The thing that's hard to check statically that borrows are disjoint as to scope. Borrows have lifetime scopes. If those lifetime scopes do not overlap, the borrows do not clash. Checking this across function calls is hard. (Checking across generic function calls is worse.) The Flowistry approach might help. The note that "Flowistry does not completely handle interior mutability" is a concern, because we're analyzing things that use RefCell.

The practical problem is to come up with a set of restrictions that are 1) sound, 2) checkable at compile time without too much compute effort, 3) allow programmers to do most of the legit things people want to do with back pointers, such as have a reference to the parent node in a tree, and 4) lead to usable diagnostic messages for problems.

[1] https://arxiv.org/abs/2111.13662

[2] https://github.com/John-Nagle/technotes/blob/main/docs/rust/...

ivanjermakov•3mo ago
Why not contribute to rust-analyzer's documentHighlight LSP method? It behaves very similar to what GIFs are showing.

Seems like a very specific feature to have plugin for.

https://microsoft.github.io/language-server-protocol/specifi...

pveierland•3mo ago
Explained in README: https://github.com/willcrichton/flowistry#why-isnt-flowistry...
cerved•3mo ago
It needs MIR
gamerrk•3mo ago
The idea of this seems to be really good, pulling focus to relevant parts of the code. Is something similar to this available for JS/TS?
sebastianconcpt•3mo ago
I like it.
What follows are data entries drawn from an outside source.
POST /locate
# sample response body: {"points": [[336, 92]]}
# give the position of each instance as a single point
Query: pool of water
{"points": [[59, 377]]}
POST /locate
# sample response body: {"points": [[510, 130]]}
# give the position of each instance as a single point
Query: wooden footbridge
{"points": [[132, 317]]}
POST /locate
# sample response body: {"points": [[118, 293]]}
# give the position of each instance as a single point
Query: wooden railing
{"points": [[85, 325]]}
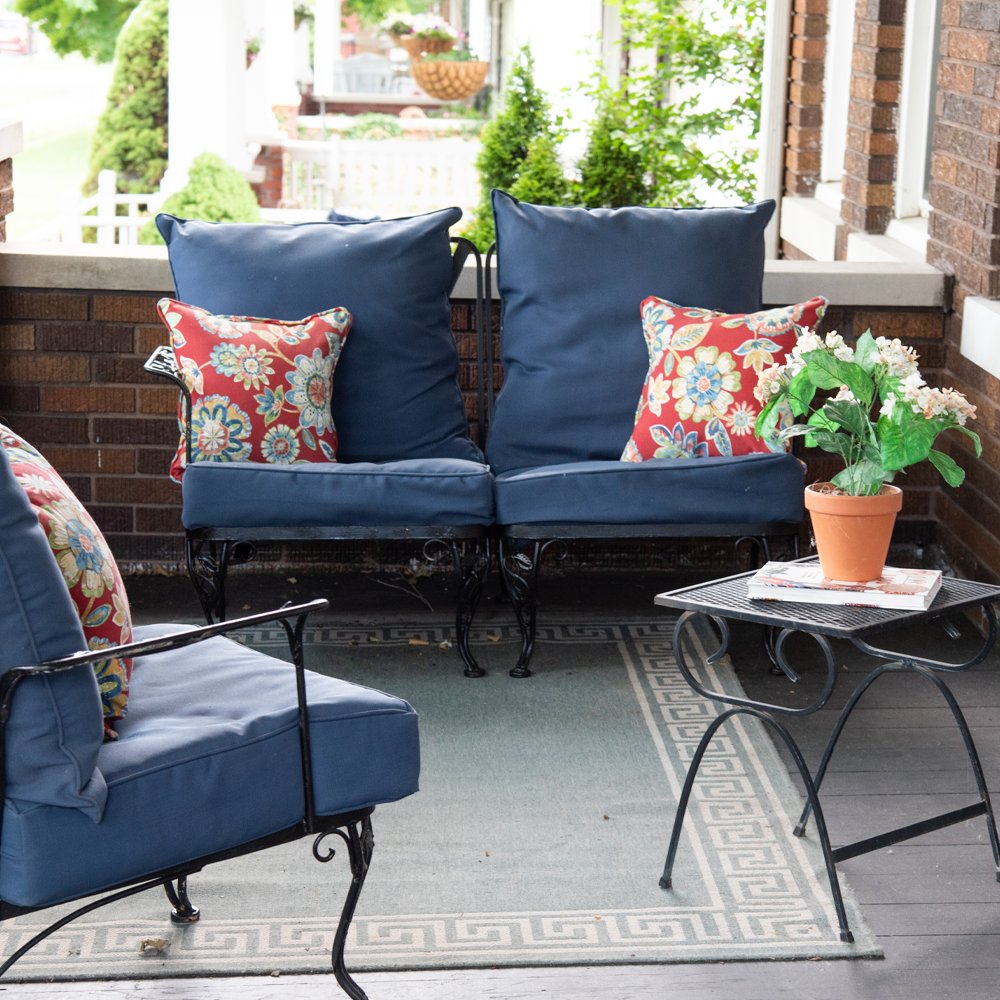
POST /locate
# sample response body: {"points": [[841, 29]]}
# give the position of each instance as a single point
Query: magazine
{"points": [[804, 583]]}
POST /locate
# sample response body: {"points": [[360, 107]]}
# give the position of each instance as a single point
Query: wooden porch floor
{"points": [[934, 903]]}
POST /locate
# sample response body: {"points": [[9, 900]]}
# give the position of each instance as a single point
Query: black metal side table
{"points": [[726, 600]]}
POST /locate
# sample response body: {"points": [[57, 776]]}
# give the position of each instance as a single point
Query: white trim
{"points": [[980, 342], [836, 88], [11, 139], [774, 95], [810, 225], [916, 86], [145, 269]]}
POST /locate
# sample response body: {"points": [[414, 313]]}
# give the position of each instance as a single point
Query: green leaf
{"points": [[951, 472], [827, 372], [864, 478]]}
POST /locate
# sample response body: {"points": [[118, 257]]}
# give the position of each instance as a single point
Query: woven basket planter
{"points": [[415, 47], [449, 81]]}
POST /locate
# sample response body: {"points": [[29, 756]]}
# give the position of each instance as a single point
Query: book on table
{"points": [[804, 583]]}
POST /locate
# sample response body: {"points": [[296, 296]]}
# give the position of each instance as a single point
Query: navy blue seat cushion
{"points": [[208, 759], [396, 394], [442, 491], [571, 281], [56, 722], [746, 489]]}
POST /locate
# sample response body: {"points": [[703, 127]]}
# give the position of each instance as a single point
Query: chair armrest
{"points": [[161, 644]]}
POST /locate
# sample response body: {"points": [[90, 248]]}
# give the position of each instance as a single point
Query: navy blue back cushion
{"points": [[571, 281], [55, 728], [395, 391]]}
It's compensation for not coding with a style optimized for human reading but since not all the base codes you have would be even close to be described like that, then this is a good useful tool.
deepriverfish•3mo ago
is there anything like this for typescript/javascript?
bobajeff•3mo ago
This looks very useful. I hope this gets developed even further and gets more upstream support eventually.